Key Points:
- Equity factors play a crucial role in a goals-based investment approach
- Factors such as Small Minus Big (SMB), High Minus Low (HML), Robust Minus Weak (RMW), and Conservative Minus Aggressive (CMA) can contribute to growth, income, preservation, and liquidity goals
- Factors have different correlations with market returns and macroeconomic conditions
- Convexity and skewness of factors can determine their behavior in different market environments
- A diversified factor portfolio can provide better performance during bear markets with lower volatility
Our 4×4 Asset Allocation philosophy focuses on four main goals: Growth, Income, Preservation, and Liquidity. Under the 4×4 Goal Parity framework, each of these goals has equal weight. When applying a goals-based approach to equity factors, factors such as SMB, HML, RMW, and CMA can contribute to these goals in different ways.
The correlations between factors reveal interesting insights. For example, the market’s excess return (Mkt-RF) is negatively correlated with factors such as SMB, HML, and RMW, while it is most negatively correlated with CMA. This suggests that CMA may be a defensive factor. Furthermore, HML and CMA have a 68% correlation, indicating the potential role of HML as a defensive factor as well.
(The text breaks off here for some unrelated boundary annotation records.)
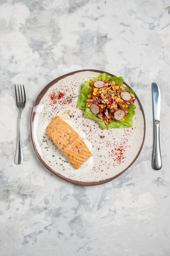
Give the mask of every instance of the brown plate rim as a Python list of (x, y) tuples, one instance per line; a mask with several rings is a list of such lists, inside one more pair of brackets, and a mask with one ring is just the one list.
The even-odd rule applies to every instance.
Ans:
[[(112, 177), (111, 178), (109, 178), (108, 179), (106, 179), (106, 180), (100, 180), (98, 182), (84, 182), (83, 181), (73, 180), (71, 180), (71, 179), (66, 178), (64, 176), (63, 176), (62, 175), (61, 175), (61, 174), (60, 174), (60, 173), (59, 173), (55, 171), (52, 168), (51, 168), (50, 166), (49, 166), (46, 164), (46, 163), (41, 158), (40, 155), (39, 154), (36, 148), (36, 146), (35, 143), (34, 138), (33, 138), (33, 121), (34, 120), (35, 115), (35, 114), (36, 112), (36, 111), (34, 111), (34, 110), (35, 108), (36, 108), (36, 107), (37, 107), (37, 106), (38, 105), (41, 99), (42, 99), (42, 97), (44, 96), (44, 94), (46, 92), (49, 90), (49, 89), (50, 87), (51, 87), (52, 85), (53, 85), (54, 84), (56, 83), (57, 82), (58, 82), (58, 81), (59, 81), (62, 79), (63, 79), (64, 78), (65, 78), (65, 77), (66, 77), (66, 76), (71, 76), (76, 73), (79, 73), (79, 72), (84, 72), (86, 71), (91, 71), (92, 72), (96, 72), (97, 73), (100, 73), (100, 74), (102, 74), (103, 73), (105, 73), (107, 74), (108, 76), (114, 76), (114, 75), (113, 75), (113, 74), (110, 74), (110, 73), (108, 73), (105, 71), (102, 71), (101, 70), (91, 70), (91, 69), (81, 70), (77, 70), (76, 71), (73, 71), (72, 72), (71, 72), (70, 73), (68, 73), (64, 75), (63, 75), (62, 76), (59, 76), (59, 77), (56, 78), (54, 80), (50, 82), (44, 88), (44, 89), (42, 89), (42, 90), (41, 91), (41, 92), (38, 94), (33, 105), (33, 108), (32, 108), (32, 111), (31, 111), (31, 133), (32, 142), (33, 145), (33, 147), (34, 148), (34, 149), (35, 152), (35, 153), (37, 156), (38, 157), (38, 159), (40, 159), (40, 161), (42, 163), (42, 164), (44, 166), (46, 167), (46, 168), (47, 169), (48, 169), (50, 171), (51, 171), (52, 173), (53, 173), (56, 176), (62, 179), (63, 180), (64, 180), (66, 181), (69, 182), (74, 184), (76, 184), (77, 185), (83, 185), (83, 186), (94, 186), (95, 185), (99, 185), (101, 184), (103, 184), (104, 183), (106, 183), (106, 182), (108, 182), (109, 181), (110, 181), (110, 180), (114, 180), (115, 178), (117, 178), (117, 177), (118, 177), (119, 176), (122, 174), (126, 171), (126, 170), (127, 170), (128, 168), (129, 168), (129, 167), (134, 163), (134, 162), (137, 159), (140, 153), (141, 152), (141, 150), (144, 146), (144, 142), (145, 139), (145, 136), (146, 136), (146, 119), (145, 119), (145, 114), (144, 113), (144, 111), (142, 105), (138, 97), (137, 97), (137, 95), (135, 93), (135, 98), (137, 99), (138, 102), (138, 103), (140, 107), (140, 109), (141, 110), (142, 112), (143, 117), (144, 118), (144, 137), (143, 138), (142, 142), (141, 144), (139, 150), (135, 157), (135, 158), (133, 161), (132, 161), (132, 162), (130, 163), (130, 164), (125, 169), (124, 169), (122, 172), (121, 172), (118, 174), (117, 174), (117, 175), (114, 176), (114, 177)], [(125, 83), (125, 82), (124, 82), (124, 83), (125, 84), (126, 86), (128, 87), (130, 89), (131, 89), (131, 88), (126, 83)]]

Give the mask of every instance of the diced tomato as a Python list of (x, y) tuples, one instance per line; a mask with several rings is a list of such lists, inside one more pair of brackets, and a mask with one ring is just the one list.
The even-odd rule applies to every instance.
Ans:
[(122, 107), (124, 108), (124, 110), (125, 110), (125, 111), (128, 109), (128, 108), (129, 108), (129, 105), (128, 105), (128, 104), (126, 104), (126, 103), (124, 103), (123, 104), (122, 104)]
[(106, 120), (104, 121), (104, 122), (106, 124), (111, 124), (110, 121), (108, 121), (107, 120)]
[(104, 90), (106, 90), (106, 89), (107, 89), (107, 88), (108, 88), (108, 86), (107, 85), (104, 85), (104, 87), (103, 87), (103, 89)]
[(130, 101), (128, 101), (128, 102), (131, 102), (132, 101), (133, 101), (133, 98), (132, 97), (131, 97), (131, 99), (130, 99)]

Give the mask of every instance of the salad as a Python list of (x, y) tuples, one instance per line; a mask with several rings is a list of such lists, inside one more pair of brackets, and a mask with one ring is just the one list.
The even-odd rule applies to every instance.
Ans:
[(103, 129), (132, 127), (135, 96), (123, 82), (121, 76), (105, 73), (88, 80), (82, 85), (77, 108)]

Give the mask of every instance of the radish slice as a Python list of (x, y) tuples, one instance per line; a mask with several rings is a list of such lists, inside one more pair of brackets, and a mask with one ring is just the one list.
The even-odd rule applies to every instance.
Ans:
[(106, 115), (106, 117), (107, 117), (108, 116), (108, 109), (106, 109), (104, 111), (104, 114)]
[(120, 89), (122, 90), (123, 91), (125, 91), (126, 90), (125, 88), (124, 88), (123, 86), (120, 86)]
[(125, 112), (123, 109), (117, 109), (113, 114), (113, 116), (115, 120), (118, 121), (124, 118)]
[(104, 86), (104, 83), (103, 81), (96, 81), (94, 83), (94, 86), (96, 88), (102, 88)]
[(99, 118), (100, 118), (100, 119), (103, 119), (103, 117), (101, 117), (101, 115), (100, 115), (100, 114), (98, 114), (97, 115), (97, 116), (98, 116), (98, 117), (99, 117)]
[(86, 102), (95, 102), (95, 100), (94, 99), (86, 99)]
[(135, 99), (133, 99), (132, 101), (130, 102), (130, 104), (133, 104), (135, 101)]
[(92, 113), (95, 114), (95, 115), (99, 114), (100, 111), (99, 106), (96, 105), (96, 104), (92, 104), (91, 106), (90, 109)]
[(123, 101), (128, 101), (131, 99), (131, 95), (128, 92), (121, 92), (120, 93), (120, 97)]

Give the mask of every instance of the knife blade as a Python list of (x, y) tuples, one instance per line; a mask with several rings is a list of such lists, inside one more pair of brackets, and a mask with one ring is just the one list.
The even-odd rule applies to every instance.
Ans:
[(154, 128), (152, 167), (155, 170), (160, 170), (162, 167), (159, 131), (161, 91), (159, 86), (156, 83), (152, 83), (152, 95)]

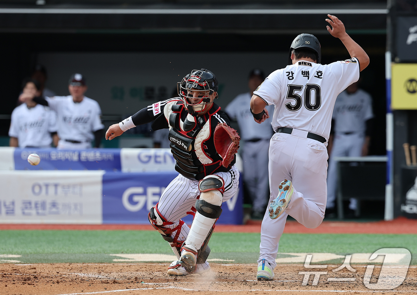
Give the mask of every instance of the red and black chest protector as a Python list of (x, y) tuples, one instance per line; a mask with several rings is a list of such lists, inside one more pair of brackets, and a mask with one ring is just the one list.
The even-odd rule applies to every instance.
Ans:
[(188, 120), (188, 112), (182, 102), (173, 104), (171, 109), (172, 113), (168, 118), (168, 123), (172, 126), (169, 131), (170, 146), (174, 158), (176, 160), (175, 170), (184, 177), (190, 179), (200, 180), (207, 175), (217, 172), (227, 172), (231, 166), (227, 167), (221, 165), (221, 157), (217, 154), (213, 143), (213, 132), (214, 129), (209, 126), (209, 136), (203, 143), (202, 149), (204, 154), (212, 160), (211, 163), (202, 163), (196, 154), (196, 138), (206, 124), (217, 125), (218, 120), (214, 116), (220, 108), (214, 105), (209, 111), (202, 116), (193, 117), (193, 120)]

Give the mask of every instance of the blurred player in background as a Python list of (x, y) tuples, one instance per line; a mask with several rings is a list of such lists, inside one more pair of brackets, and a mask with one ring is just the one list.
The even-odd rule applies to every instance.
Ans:
[(46, 74), (46, 69), (45, 68), (45, 67), (41, 64), (36, 65), (31, 77), (32, 79), (39, 81), (40, 84), (41, 93), (40, 96), (43, 97), (55, 96), (55, 92), (45, 87), (46, 80), (48, 79), (48, 75)]
[[(330, 154), (327, 171), (327, 217), (335, 215), (334, 200), (337, 187), (337, 162), (335, 157), (360, 157), (367, 156), (371, 140), (372, 118), (372, 99), (367, 92), (358, 86), (359, 81), (347, 87), (337, 96), (332, 120), (334, 135), (329, 138)], [(357, 208), (357, 200), (351, 198), (349, 215), (353, 216)]]
[(95, 100), (84, 96), (87, 87), (85, 79), (80, 74), (74, 74), (70, 78), (68, 89), (70, 95), (67, 96), (41, 97), (22, 94), (20, 101), (33, 101), (48, 105), (56, 112), (58, 116), (58, 149), (78, 149), (91, 147), (95, 140), (95, 147), (100, 146), (103, 135), (104, 125), (100, 116), (101, 110)]
[[(25, 79), (23, 93), (32, 97), (41, 95), (40, 83), (31, 79)], [(9, 130), (10, 146), (20, 148), (45, 148), (51, 146), (53, 140), (58, 143), (56, 135), (56, 115), (48, 107), (32, 99), (19, 106), (12, 113)]]
[[(254, 91), (264, 79), (261, 70), (251, 71), (248, 81), (249, 92), (238, 95), (224, 110), (231, 119), (237, 121), (239, 134), (244, 141), (242, 153), (244, 180), (252, 200), (252, 218), (255, 219), (264, 218), (268, 201), (268, 151), (274, 130), (271, 126), (272, 117), (265, 120), (267, 124), (258, 124), (252, 119), (248, 107)], [(271, 114), (274, 112), (274, 108), (273, 105), (266, 107)]]

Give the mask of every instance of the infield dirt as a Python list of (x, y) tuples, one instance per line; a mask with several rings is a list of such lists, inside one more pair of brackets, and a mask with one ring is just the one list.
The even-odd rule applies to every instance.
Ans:
[[(202, 275), (169, 276), (168, 264), (57, 263), (0, 265), (2, 295), (39, 294), (314, 294), (342, 293), (396, 294), (417, 293), (417, 268), (410, 267), (404, 282), (394, 291), (373, 290), (363, 283), (366, 265), (353, 265), (353, 273), (344, 269), (333, 273), (327, 269), (306, 269), (302, 265), (278, 265), (273, 281), (256, 280), (255, 264), (211, 263), (211, 269)], [(302, 286), (303, 275), (299, 271), (325, 272), (318, 284)], [(380, 265), (376, 265), (371, 283), (376, 283)], [(328, 281), (329, 278), (349, 278), (354, 281)]]

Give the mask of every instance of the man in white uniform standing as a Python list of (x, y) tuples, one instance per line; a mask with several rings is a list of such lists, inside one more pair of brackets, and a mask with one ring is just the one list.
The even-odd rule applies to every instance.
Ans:
[[(28, 79), (23, 82), (23, 93), (40, 95), (39, 82)], [(48, 107), (28, 99), (13, 110), (9, 130), (10, 146), (46, 148), (56, 136), (56, 115)], [(54, 143), (56, 144), (57, 140)]]
[(318, 226), (327, 197), (327, 153), (332, 115), (336, 97), (357, 81), (369, 64), (364, 50), (346, 33), (336, 17), (326, 20), (327, 30), (346, 47), (351, 58), (322, 65), (320, 43), (309, 34), (298, 36), (289, 64), (272, 72), (254, 92), (251, 112), (261, 123), (266, 105), (274, 104), (272, 127), (277, 132), (269, 146), (271, 197), (261, 229), (257, 278), (272, 280), (278, 242), (287, 216), (309, 228)]
[[(87, 87), (81, 74), (71, 76), (68, 84), (70, 95), (47, 97), (45, 99), (35, 97), (33, 101), (48, 105), (56, 112), (60, 139), (58, 149), (91, 148), (93, 140), (95, 140), (95, 147), (98, 147), (104, 127), (100, 119), (100, 106), (95, 100), (84, 96)], [(19, 99), (23, 101), (30, 98), (21, 96)]]
[[(248, 81), (249, 92), (238, 95), (225, 109), (231, 119), (237, 121), (241, 139), (244, 141), (242, 153), (244, 179), (252, 200), (252, 218), (256, 219), (263, 218), (267, 201), (268, 151), (274, 130), (270, 125), (272, 118), (266, 120), (269, 124), (258, 124), (252, 119), (248, 106), (254, 91), (264, 79), (259, 69), (251, 71)], [(273, 105), (266, 108), (269, 112), (274, 112)]]
[[(327, 173), (326, 214), (334, 211), (337, 187), (337, 162), (335, 157), (360, 157), (368, 154), (372, 130), (372, 99), (358, 87), (358, 82), (348, 86), (337, 97), (333, 109), (334, 135), (329, 139), (330, 161)], [(357, 199), (351, 198), (349, 208), (356, 210)]]

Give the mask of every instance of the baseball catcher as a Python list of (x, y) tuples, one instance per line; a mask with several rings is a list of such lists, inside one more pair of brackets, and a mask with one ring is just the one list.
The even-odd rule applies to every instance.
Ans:
[[(218, 83), (208, 70), (193, 70), (177, 84), (178, 97), (148, 106), (111, 126), (111, 140), (128, 129), (152, 121), (152, 129), (169, 129), (170, 147), (179, 173), (151, 209), (149, 222), (169, 243), (178, 258), (171, 275), (210, 270), (208, 240), (223, 202), (236, 193), (239, 171), (234, 165), (240, 137), (213, 101)], [(189, 228), (181, 218), (194, 215)]]

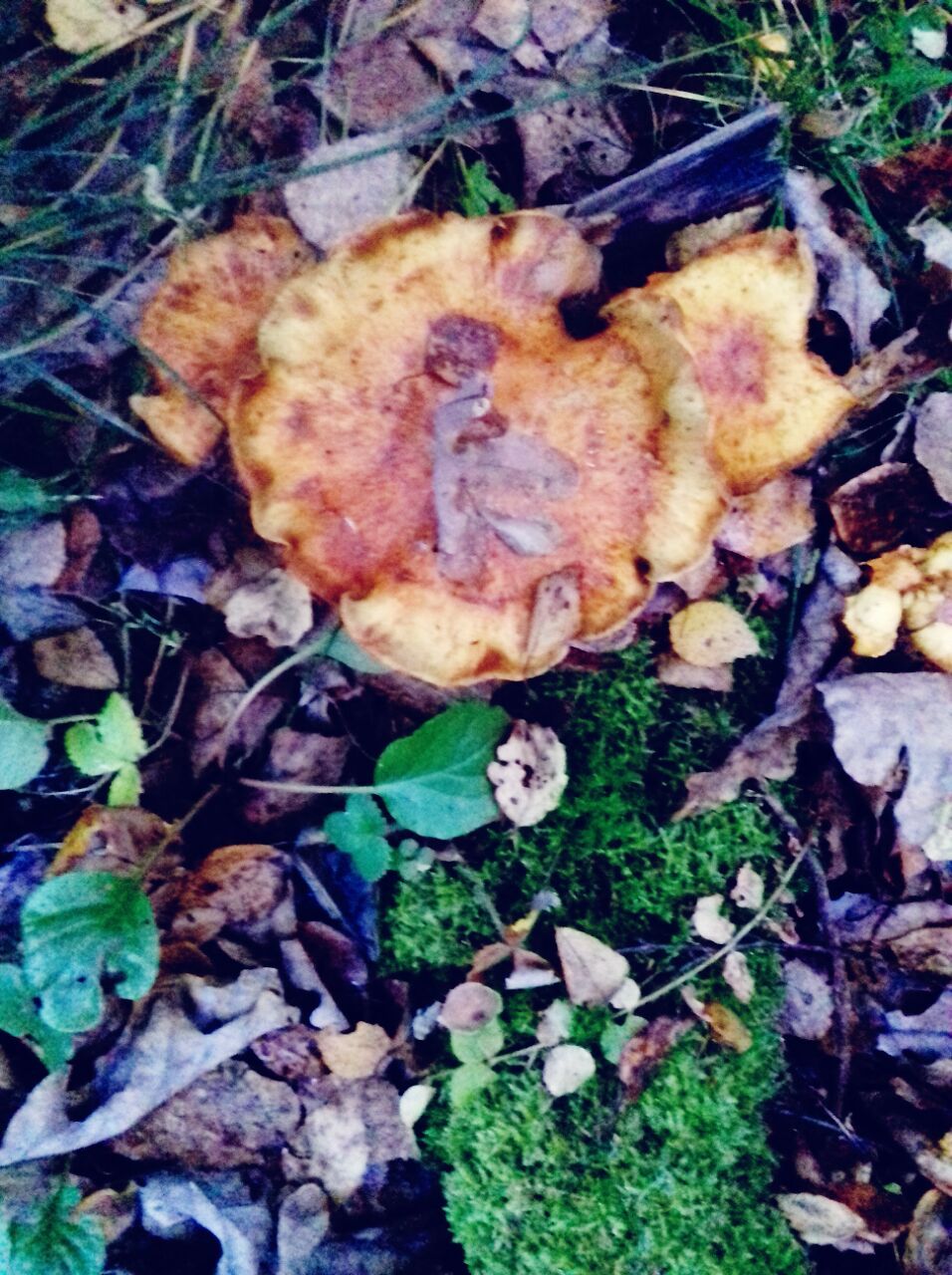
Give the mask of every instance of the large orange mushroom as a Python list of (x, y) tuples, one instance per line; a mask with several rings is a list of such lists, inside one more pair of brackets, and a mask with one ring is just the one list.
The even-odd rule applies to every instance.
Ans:
[(853, 404), (805, 352), (795, 236), (655, 275), (576, 340), (559, 302), (599, 274), (558, 217), (419, 213), (245, 307), (259, 363), (245, 343), (241, 375), (215, 366), (215, 405), (255, 527), (390, 667), (523, 678), (610, 634), (709, 552), (732, 492), (807, 459)]

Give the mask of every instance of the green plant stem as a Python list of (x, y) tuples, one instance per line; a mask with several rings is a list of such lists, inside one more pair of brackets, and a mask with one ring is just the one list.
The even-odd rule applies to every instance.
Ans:
[(649, 992), (646, 996), (642, 996), (638, 1003), (635, 1006), (635, 1009), (641, 1010), (644, 1005), (651, 1005), (653, 1001), (660, 1001), (664, 996), (669, 996), (672, 992), (675, 992), (679, 987), (683, 987), (686, 983), (689, 983), (692, 978), (697, 978), (698, 974), (703, 974), (706, 969), (710, 969), (712, 965), (716, 965), (718, 961), (723, 960), (725, 956), (733, 952), (734, 949), (738, 947), (739, 943), (747, 937), (747, 935), (749, 935), (752, 929), (756, 929), (757, 926), (760, 926), (760, 923), (767, 917), (770, 909), (777, 901), (784, 890), (786, 890), (786, 887), (790, 885), (794, 876), (797, 875), (797, 870), (800, 867), (800, 864), (803, 863), (803, 861), (807, 858), (808, 854), (809, 854), (809, 845), (800, 847), (800, 849), (797, 852), (794, 861), (790, 863), (786, 872), (784, 872), (784, 875), (780, 877), (780, 881), (776, 889), (770, 895), (770, 898), (765, 901), (765, 904), (761, 908), (758, 908), (758, 910), (753, 914), (753, 917), (751, 917), (751, 919), (746, 922), (746, 924), (743, 924), (738, 929), (738, 932), (733, 935), (732, 938), (728, 940), (726, 943), (724, 943), (723, 947), (719, 947), (715, 952), (712, 952), (710, 956), (706, 956), (702, 961), (698, 961), (697, 965), (692, 965), (691, 969), (687, 969), (682, 974), (678, 974), (677, 978), (673, 978), (670, 979), (670, 982), (664, 983), (661, 987), (655, 988), (654, 992)]

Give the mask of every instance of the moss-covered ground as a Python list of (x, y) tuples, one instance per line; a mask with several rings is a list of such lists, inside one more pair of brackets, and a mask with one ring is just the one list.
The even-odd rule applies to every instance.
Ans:
[[(754, 699), (766, 660), (757, 664), (746, 673)], [(390, 966), (464, 968), (496, 937), (487, 899), (514, 921), (551, 889), (556, 922), (624, 947), (640, 980), (683, 968), (698, 895), (723, 891), (746, 861), (776, 876), (776, 831), (753, 799), (669, 822), (684, 776), (737, 737), (743, 701), (667, 690), (645, 643), (612, 657), (604, 672), (535, 683), (525, 714), (551, 718), (553, 705), (563, 714), (571, 782), (562, 806), (519, 836), (474, 839), (464, 871), (436, 866), (399, 884), (385, 914)], [(760, 954), (756, 970), (751, 1006), (732, 1001), (716, 977), (710, 983), (744, 1019), (753, 1046), (721, 1049), (697, 1028), (636, 1103), (621, 1103), (604, 1060), (595, 1080), (554, 1102), (538, 1065), (525, 1070), (516, 1060), (455, 1109), (435, 1104), (424, 1140), (446, 1170), (447, 1215), (473, 1275), (804, 1269), (771, 1200), (765, 1108), (783, 1057), (772, 959)], [(507, 1049), (531, 1043), (547, 998), (551, 991), (510, 994)], [(573, 1035), (598, 1054), (603, 1025), (596, 1011), (577, 1011)]]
An analysis of the convexity and skewness of factors provides additional insights. Factors with positive co-skewness with a risk factor are convex, while those with negative co-skewness are concave. Factors such as CMA and LT_Rev exhibit convexity, indicating better performance in crises driven by rapid changes in interest rates or market declines.
When constructing a factor portfolio with an equal-weighted approach, the performance patterns of the portfolio differ from the market. The factor portfolio tends to lag behind the market during bull markets but performs better during bear markets with lower volatility. This suggests that a diversified factor portfolio can provide resilience and better risk-adjusted returns.
Overall, a goals-based approach to equity factors can help investors achieve their investment objectives by considering the contributions of factors to growth, income, preservation, and liquidity. Diversified factor portfolios balanced across these goals can enhance performance and provide a smoother ride in different market environments.